Chamber pushes back on cyber rules for contractors

The U.S. Chamber of Commerce is concerned that the White House’s looming cybersecurity requirements for federal contractors will become a “checklist” that isn’t robust enough to address evolving threats.

“The guidance needs to be dynamic and not become an ossified checklist of requirements that fails to respond to actual threats to agencies’ and contractors’ information networks and systems,” the business lobby said in a Thursday letter responding to the draft proposal put out by the Office of Management and Budget (OMB). 

Part of a broad effort to improve federal network security in the wake of several high-profile breaches, the new rules would require government contractors handling sensitive data to meet baseline security requirements and report digital intrusions to authorities. 

The Chamber’s letter offers a wide-ranging list of recommendations for changing the proposal, criticizing the current draft as overly vague. 

“The OMB guidance document seeks to achieve a certain level of cybersecurity consistency in federal procurement contracts,” the Chamber writes. “But the level of cybersecurity sophistication required under the contracts is seemingly unclear.”

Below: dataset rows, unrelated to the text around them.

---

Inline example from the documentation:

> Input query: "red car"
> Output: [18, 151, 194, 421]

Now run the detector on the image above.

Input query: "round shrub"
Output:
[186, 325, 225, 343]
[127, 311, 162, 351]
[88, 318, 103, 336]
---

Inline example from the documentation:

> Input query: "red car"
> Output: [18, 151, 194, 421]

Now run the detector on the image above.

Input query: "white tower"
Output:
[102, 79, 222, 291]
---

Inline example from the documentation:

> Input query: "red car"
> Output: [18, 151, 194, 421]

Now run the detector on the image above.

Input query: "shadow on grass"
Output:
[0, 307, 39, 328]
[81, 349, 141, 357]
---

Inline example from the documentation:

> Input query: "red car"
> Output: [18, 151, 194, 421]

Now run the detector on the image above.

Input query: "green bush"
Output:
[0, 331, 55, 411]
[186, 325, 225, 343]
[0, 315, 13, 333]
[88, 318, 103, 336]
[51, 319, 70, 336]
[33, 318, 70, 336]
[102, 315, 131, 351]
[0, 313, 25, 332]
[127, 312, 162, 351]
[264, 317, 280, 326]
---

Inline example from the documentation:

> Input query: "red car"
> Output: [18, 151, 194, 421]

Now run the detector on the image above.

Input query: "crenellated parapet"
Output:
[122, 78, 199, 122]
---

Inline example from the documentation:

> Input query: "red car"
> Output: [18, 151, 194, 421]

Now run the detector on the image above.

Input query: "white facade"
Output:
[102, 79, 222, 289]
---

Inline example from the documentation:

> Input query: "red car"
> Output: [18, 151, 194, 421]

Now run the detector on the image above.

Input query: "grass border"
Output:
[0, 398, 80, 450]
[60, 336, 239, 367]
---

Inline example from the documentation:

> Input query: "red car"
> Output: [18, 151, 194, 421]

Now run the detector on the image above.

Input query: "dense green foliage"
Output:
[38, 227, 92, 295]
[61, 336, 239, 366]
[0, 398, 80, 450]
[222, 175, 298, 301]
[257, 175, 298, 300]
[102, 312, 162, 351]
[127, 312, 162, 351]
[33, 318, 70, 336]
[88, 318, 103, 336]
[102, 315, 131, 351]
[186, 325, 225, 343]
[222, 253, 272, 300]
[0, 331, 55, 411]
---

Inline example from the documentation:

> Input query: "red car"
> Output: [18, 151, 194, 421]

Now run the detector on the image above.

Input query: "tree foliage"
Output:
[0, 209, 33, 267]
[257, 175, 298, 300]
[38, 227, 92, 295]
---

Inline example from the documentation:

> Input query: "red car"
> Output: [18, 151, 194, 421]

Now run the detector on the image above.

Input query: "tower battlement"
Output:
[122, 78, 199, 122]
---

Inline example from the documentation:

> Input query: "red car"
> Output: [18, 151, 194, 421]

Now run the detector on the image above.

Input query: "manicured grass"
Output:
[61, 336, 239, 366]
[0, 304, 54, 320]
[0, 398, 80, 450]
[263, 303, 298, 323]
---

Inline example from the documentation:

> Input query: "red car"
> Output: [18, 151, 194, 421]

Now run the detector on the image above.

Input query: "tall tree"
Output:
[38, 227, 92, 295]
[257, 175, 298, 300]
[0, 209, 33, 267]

The guidance should create a framework that would allow contractors to progress from one tier to another as the degree of risk management required to protect data increased, the Chamber suggests.

“Some contractors would not be handling controlled unclassified information [CUI] but still need to use adequate cybersecurity practices,” the Chamber writes. “Conversely, other contractors would be handling CUI and their cybersecurity practices ostensibly need to be at minimum or higher levels of maturity, relative to the importance of the CUI.” 

The Chamber also expressed concerns that the guidelines provide unclear definitions of terms like “cyber incident” and “controlled unclassified information.”

Calling the 30-day comment period that closed Sept. 10 “too short to allow for organizations to provide sufficient input,” the Chamber requested more time for public comment on the proposed regulations.